The air cargo industry transports 40 percent of the world trade by revenue. Boesch says that imposing higher costs on an industry already facing vast economic challenges will have a negative effect on the world’s gross national product. Change should be focused on manufacturers as was done in the U.S. car industry where people were not banned from driving the car they had already purchased nor were they charged outrageous prices for newer, lower emissions and less gas consuming models.
President Obama recently signed into law a measure to stop U.S. participation in a costly European Union scheme that imposes an emissions tax on American and other nations’ air carriers. The new U.S. law directs America’s government agencies to enter into international negotiations including agreements to pursue a worldwide approach to address aircraft emissions while ensuring U.S. air carriers are held harmless from any emissions trading scheme unilaterally imposed by the European Union.

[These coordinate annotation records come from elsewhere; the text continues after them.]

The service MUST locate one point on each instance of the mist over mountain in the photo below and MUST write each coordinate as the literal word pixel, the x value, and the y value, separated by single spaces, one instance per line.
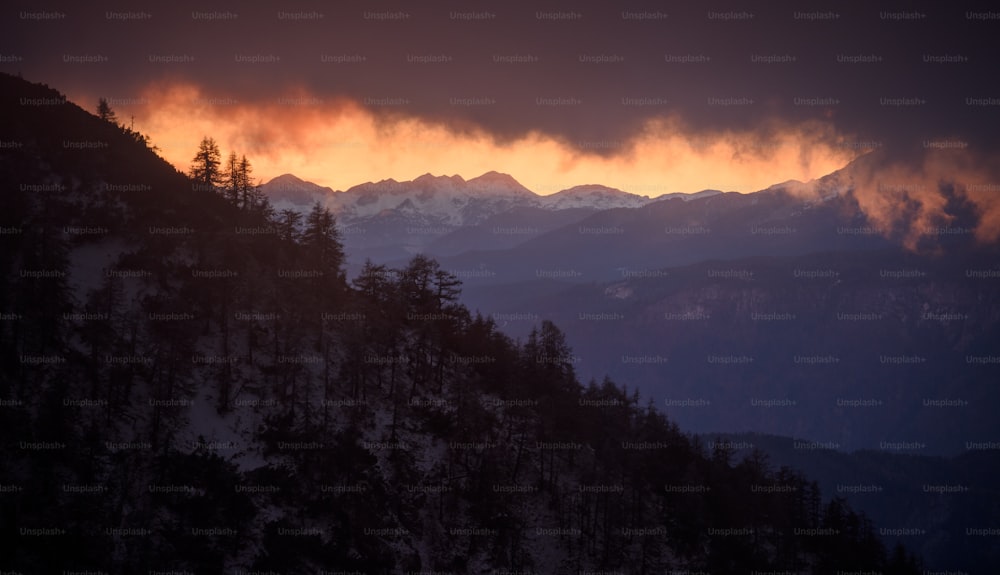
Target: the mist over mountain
pixel 443 215
pixel 189 385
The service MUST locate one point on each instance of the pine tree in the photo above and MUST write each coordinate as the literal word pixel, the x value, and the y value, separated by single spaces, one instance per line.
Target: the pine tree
pixel 105 112
pixel 205 167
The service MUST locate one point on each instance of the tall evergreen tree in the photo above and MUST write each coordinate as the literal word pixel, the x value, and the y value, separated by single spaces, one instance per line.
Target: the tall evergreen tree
pixel 205 167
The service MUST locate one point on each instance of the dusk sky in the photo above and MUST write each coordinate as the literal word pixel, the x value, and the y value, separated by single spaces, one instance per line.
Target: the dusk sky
pixel 648 97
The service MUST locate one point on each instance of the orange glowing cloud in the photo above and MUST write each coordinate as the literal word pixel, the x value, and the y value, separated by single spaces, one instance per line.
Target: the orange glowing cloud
pixel 340 143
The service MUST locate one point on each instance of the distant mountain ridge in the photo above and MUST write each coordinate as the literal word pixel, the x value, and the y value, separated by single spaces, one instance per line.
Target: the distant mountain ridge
pixel 390 219
pixel 451 199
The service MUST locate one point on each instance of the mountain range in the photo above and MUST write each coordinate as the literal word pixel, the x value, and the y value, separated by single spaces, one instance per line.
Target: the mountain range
pixel 441 215
pixel 187 386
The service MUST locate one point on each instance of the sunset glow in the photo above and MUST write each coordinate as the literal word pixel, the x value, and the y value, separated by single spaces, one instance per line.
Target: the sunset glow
pixel 340 143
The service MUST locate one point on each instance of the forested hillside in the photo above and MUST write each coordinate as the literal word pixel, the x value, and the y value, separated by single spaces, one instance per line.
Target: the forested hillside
pixel 189 383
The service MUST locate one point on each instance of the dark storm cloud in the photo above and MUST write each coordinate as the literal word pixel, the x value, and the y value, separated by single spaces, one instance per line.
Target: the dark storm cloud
pixel 589 73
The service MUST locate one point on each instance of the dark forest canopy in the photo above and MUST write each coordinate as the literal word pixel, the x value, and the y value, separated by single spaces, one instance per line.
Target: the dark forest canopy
pixel 196 386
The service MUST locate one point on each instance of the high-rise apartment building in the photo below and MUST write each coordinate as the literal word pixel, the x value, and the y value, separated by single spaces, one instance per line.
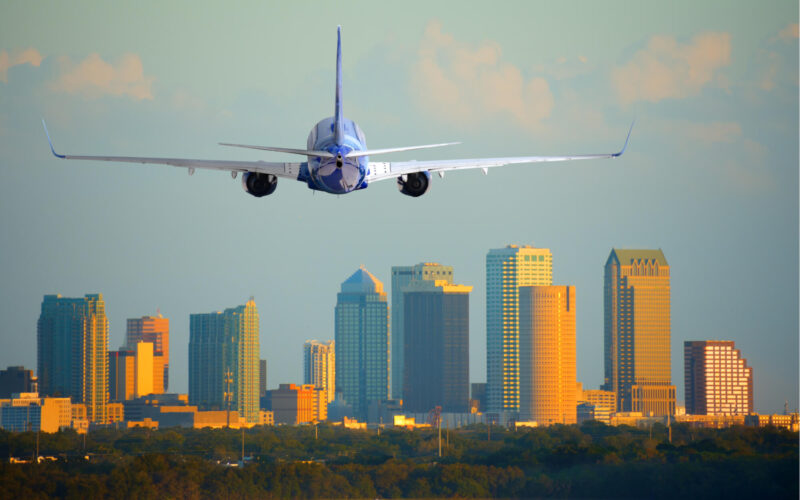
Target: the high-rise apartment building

At about the same time as the new law was signed, in a welcome move, the European Union temporarily halted its imposition of the emissions trading tax on foreign carriers while requiring their European rivals to comply. The EU has decided to await the results of a rightfully more internationally consultative approach through the International Civil Aviation Organization (ICAO).
The EU emissions trading scheme targeted aviation after realizing that the airline industry would unlikely be able to improve fuel efficiency at the same rate as air traffic expands. Still, the industry contributes only 2 percent of the total greenhouse gasses. Frustrated by ICAO inaction, the EU imposed strict penalties on those flying the planes instead of manufacturers such as EU based Airbus to lessen greenhouse gas emissions on new equipment they sell.
But despite the new law prohibiting U.S. companies from complying with the now-delayed European Union Emissions Trading Scheme, concerns remain. For example, the U.S. law requires that the government take actions that are in the public interest to hold airline operators “harmless from the emissions trading scheme.” Does this mean that it would be in the public interest to reimburse airlines for penalties incurred from their noncompliance? How about reimbursement for aircraft seized due to refusal to comply?
Aside from these issues, ICAO must spend the next year demonstrating its capability in fulfilling its rightful responsibility. Strong leadership will require quick and decisive diplomatic action from all countries taking part in the process, including commitments from big carbon emitting developing industrialized nations such as India and China.